THE performance of Chaucer's Pardoner of Rouncivale is characterized by doubleness. This fact has led recent Chaucerian criticism to diverge in portraying him as either blighted with a hideous physical defect (advocated by the likes of Curry and Patterson) or suffering an aberrant sexual orientation (McAlpine). I posit that his protean act can be better understood as a disguise that is, as a fictive technique that aims primarily to expose the characters moral fragmentation. I will present my reading of The Pardoner's Tale within the frame of the interpretive theory of St. Augustine of Hippo with the hope of extending and clarifying early pioneering work in this field. St. Augustine, who arose from a time of social and moral upheaval, can put in proper perspective the contrarieties that slide and scrape at the core of the Pardoner. Within that interpretive frame, the Pardoner can be revealed as a metaphorical figure that conceals an inherent nothingness behind his disguise. Moreover, a careful reading of The Pardoner's Tale shows that it is an apposite illustration of major Augustinian themes, especially those expounded in the early, obscure treatise On Lying. The Pardoner's avowal that his main theme is the Pauline aphorism Radix Malorum est cupiditas (334, 426, I Timothy 6:10) and subsequent description of his modus operandi have thrown many critics off the scent of what truly ails and peynes (330) his character.

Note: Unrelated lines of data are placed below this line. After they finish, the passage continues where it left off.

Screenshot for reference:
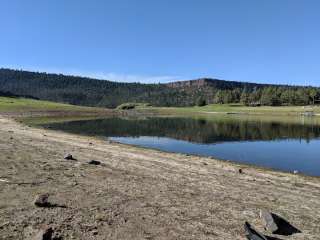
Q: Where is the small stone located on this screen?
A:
[260,211,301,236]
[260,210,278,232]
[64,153,75,160]
[244,222,267,240]
[88,160,101,165]
[34,193,50,207]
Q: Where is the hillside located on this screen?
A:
[0,69,320,108]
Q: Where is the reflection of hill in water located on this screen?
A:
[44,118,320,143]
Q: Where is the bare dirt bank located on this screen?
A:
[0,116,320,240]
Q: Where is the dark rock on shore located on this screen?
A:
[260,211,301,236]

In the Augustinian mindset, the Pardoner is in a parasitic state, dependent wholly on the truth that he parodies for an existential grounding. The prevailing truth system that the Pardoner seeks to thwart retains dominance over his version of the truth. His language slips to expose fealty to a transcendental signified. According to St. Augustine, the law of love is the ultimate standard and end of interpretation. Any writer or rhetorician, such as the Pardoner, however, may fall into error, which may degenerate into sin or the willful turning away from the invisible God, author of the law of love, toward the love of oneself. The Pardoner functions as an anthropomorphized emptiness, a radical Other that neither feels remorse for past transgressions nor gains acceptance from a society whose laws he has transgressed. His performance may be defined as a lie, which in the Augustinian sense is a kind of evil or privation of a good (or truth). His character, in turn, fits the Augustinian view of a liar as having a double heart that is, there is a double thought: the one, of that thing which he either knows or thinks to be true and does not produce; the other, of that thing which he produces instead thereof, knowing or thinking it to be false ( On Lying 458). Ironically, the Pardoner has ensconced himself in a career as a surrogate confessor remitting temporal punishment due to sins. He peddles phony relics that supplant the saving absolution of a legitimate priest. The Pardoner's exemplum is a clever device whose end is to establish his authority over a band of pilgrims. He seeks to turn his audience into copies of himself, a non-being trapped in material concerns.